Revelan videos sobre uso de explosivos y maquinaria pesada en obras del Tren Maya

Tren Maya explosivos

Materiales audiovisuales, que habían permanecido inéditos por años, han salido a la luz, evidenciando el uso de dinamita y maquinaria pesada en la construcción del Tren Maya. Estos videos, en su mayoría anónimos, muestran excavaciones, la devastación de la selva y la introducción de explosivos en terrenos naturalmente compactados.

La divulgación de estas grabaciones, algunas de los primeros meses de la obra, fue parte del debate “La destrucción y despojo de monumentos arqueológicos. El Tren Maya y el Parque Báalam Tum: una práctica injustificada”. Su aparición rompe el silencio impuesto a los arqueólogos que participaron en el proyecto.
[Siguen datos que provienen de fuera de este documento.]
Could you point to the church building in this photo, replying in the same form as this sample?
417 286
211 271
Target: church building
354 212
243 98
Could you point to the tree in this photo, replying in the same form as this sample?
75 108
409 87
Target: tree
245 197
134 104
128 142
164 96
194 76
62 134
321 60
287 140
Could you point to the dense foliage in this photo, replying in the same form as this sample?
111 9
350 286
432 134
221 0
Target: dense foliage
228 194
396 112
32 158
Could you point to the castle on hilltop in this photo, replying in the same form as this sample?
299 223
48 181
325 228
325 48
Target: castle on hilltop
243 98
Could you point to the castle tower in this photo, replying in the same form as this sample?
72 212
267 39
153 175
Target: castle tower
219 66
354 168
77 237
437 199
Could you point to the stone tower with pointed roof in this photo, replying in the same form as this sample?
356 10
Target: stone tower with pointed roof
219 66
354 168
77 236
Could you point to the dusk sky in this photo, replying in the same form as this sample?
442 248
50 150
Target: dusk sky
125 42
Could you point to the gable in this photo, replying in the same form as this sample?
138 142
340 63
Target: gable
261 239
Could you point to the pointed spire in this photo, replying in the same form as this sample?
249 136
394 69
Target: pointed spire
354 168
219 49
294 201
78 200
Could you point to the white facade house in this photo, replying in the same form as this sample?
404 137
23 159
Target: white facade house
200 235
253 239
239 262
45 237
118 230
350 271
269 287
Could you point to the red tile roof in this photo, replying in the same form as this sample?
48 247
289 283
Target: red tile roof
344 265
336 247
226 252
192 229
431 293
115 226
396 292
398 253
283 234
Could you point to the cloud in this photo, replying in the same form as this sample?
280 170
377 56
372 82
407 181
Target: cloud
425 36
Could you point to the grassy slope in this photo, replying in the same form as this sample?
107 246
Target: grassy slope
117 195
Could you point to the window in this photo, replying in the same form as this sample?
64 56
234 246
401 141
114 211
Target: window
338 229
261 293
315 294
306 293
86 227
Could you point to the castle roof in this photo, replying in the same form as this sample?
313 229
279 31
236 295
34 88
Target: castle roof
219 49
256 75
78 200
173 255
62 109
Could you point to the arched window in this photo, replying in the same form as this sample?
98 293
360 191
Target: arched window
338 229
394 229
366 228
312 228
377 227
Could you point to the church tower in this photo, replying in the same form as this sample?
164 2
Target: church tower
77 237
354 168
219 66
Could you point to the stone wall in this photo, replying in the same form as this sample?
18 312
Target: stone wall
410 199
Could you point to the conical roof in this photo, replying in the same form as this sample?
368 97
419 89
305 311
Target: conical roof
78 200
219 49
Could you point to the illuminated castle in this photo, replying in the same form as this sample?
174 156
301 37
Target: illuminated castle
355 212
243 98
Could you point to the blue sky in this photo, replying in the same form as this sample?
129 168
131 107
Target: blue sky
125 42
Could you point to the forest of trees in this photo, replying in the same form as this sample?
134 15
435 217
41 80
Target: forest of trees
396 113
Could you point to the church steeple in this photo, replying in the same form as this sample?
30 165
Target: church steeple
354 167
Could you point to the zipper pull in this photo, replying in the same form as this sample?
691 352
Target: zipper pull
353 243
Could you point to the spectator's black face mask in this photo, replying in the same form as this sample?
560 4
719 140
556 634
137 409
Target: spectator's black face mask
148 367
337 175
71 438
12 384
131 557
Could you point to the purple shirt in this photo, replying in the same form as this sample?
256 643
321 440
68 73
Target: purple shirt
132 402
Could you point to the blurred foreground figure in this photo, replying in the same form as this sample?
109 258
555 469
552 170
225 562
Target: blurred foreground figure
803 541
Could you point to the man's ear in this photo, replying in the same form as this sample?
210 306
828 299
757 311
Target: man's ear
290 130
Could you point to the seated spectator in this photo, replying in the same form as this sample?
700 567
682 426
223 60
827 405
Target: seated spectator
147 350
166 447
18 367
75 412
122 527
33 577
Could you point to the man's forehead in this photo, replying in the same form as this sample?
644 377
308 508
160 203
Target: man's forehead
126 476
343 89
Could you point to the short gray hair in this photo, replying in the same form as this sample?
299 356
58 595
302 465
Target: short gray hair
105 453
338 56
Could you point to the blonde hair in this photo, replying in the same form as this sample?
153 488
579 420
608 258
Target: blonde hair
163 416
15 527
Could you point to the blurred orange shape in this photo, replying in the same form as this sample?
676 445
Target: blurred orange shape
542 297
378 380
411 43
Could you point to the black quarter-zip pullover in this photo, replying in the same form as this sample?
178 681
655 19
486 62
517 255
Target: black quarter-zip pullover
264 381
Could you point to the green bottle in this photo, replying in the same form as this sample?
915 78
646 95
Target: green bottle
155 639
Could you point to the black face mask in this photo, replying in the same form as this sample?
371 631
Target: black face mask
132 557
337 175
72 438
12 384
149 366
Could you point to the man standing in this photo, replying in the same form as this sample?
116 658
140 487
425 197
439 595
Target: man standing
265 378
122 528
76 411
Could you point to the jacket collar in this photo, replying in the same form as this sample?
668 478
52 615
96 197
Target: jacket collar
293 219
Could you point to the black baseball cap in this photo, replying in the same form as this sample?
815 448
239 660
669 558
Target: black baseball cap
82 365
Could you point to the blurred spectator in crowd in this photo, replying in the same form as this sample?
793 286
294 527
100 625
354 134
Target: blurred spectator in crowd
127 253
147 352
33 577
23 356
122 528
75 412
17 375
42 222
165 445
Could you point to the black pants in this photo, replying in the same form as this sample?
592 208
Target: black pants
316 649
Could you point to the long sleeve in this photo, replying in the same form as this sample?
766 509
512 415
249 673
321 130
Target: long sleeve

El arqueólogo Jesús E. Sánchez, en entrevista con EL UNIVERSAL, denunció la censura y las amenazas dirigidas a jóvenes pasantes y profesionales. Muchos, ante la forma en que se realizaba el “salvamento” arqueológico, optaron por renunciar, negándose a ser cómplices de la destrucción del patrimonio.

Fernando Cortés de Brasdefer, otro arqueólogo crítico, testificó el uso de explosivos, particularmente en el Tramo 6, donde escuchó detonaciones mientras trabajaba en monumentos arqueológicos. Confirma la necesidad de dinamita para rocas y la presencia de maquinaria de martillo intenso, lo que afectaba sitios arqueológicos.

Cortés de Brasdefer enfatiza que las detonaciones en el área kárstica pueden sentirse a varios kilómetros de distancia, una realidad que, según él, muchas comunidades locales también percibieron. La falta de testimonios públicos se atribuye a las advertencias y amenazas recibidas por los arqueólogos involucrados.

Los materiales audiovisuales también muestran el arrasamiento de estructuras prehispánicas, incluyendo un altar en Calakmul, destrozado durante la rehabilitación de senderos. Después de las detonaciones, el terreno era “limpiado” y cubierto con sascab y balastro antes de la instalación de la vía férrea, haciendo desaparecer los vestigios.

Sánchez explica que, si bien se recolectaban fragmentos de cerámica, el contexto arqueológico se perdía irremediablemente una vez que la maquinaria pesada avanzaba. Acusa a funcionarios del INAH de intentar ocultar lo que considera un crimen contra el patrimonio cultural de México.

Los académicos criticaron duramente una mesa de debate institucional convocada por el INAH, donde, según Cortés de Brasdefer, se presentaron ciudades arqueológicas que no lo eran y se afirmó haber transportado edificios. Argumenta que solo se movieron piedras, dejando el núcleo de los edificios, con su información vital, intacto.

Cuestiona la necesidad de contratar tantos arqueólogos y restauradores para obras que, según él, requerían principalmente albañiles para trabajar con materiales nuevos, no prehispánicos. Califica de “mentira” la versión del INAH sobre el traslado “piedrita por piedrita” y acusa a la institución de manipular la información ante el público.

Jesús Sánchez expresó su indignación por el “cinismo” con el que los funcionarios defienden la destrucción, presentándola como un gran trabajo de salvamento. Recordó que el exdirector del INAH, Diego Prieto, justificó su actuar por temor a perder su empleo, una actitud que, según Sánchez, prevalece en la institución. Los arqueólogos planean seguir reuniendo pruebas y organizando reuniones académicas.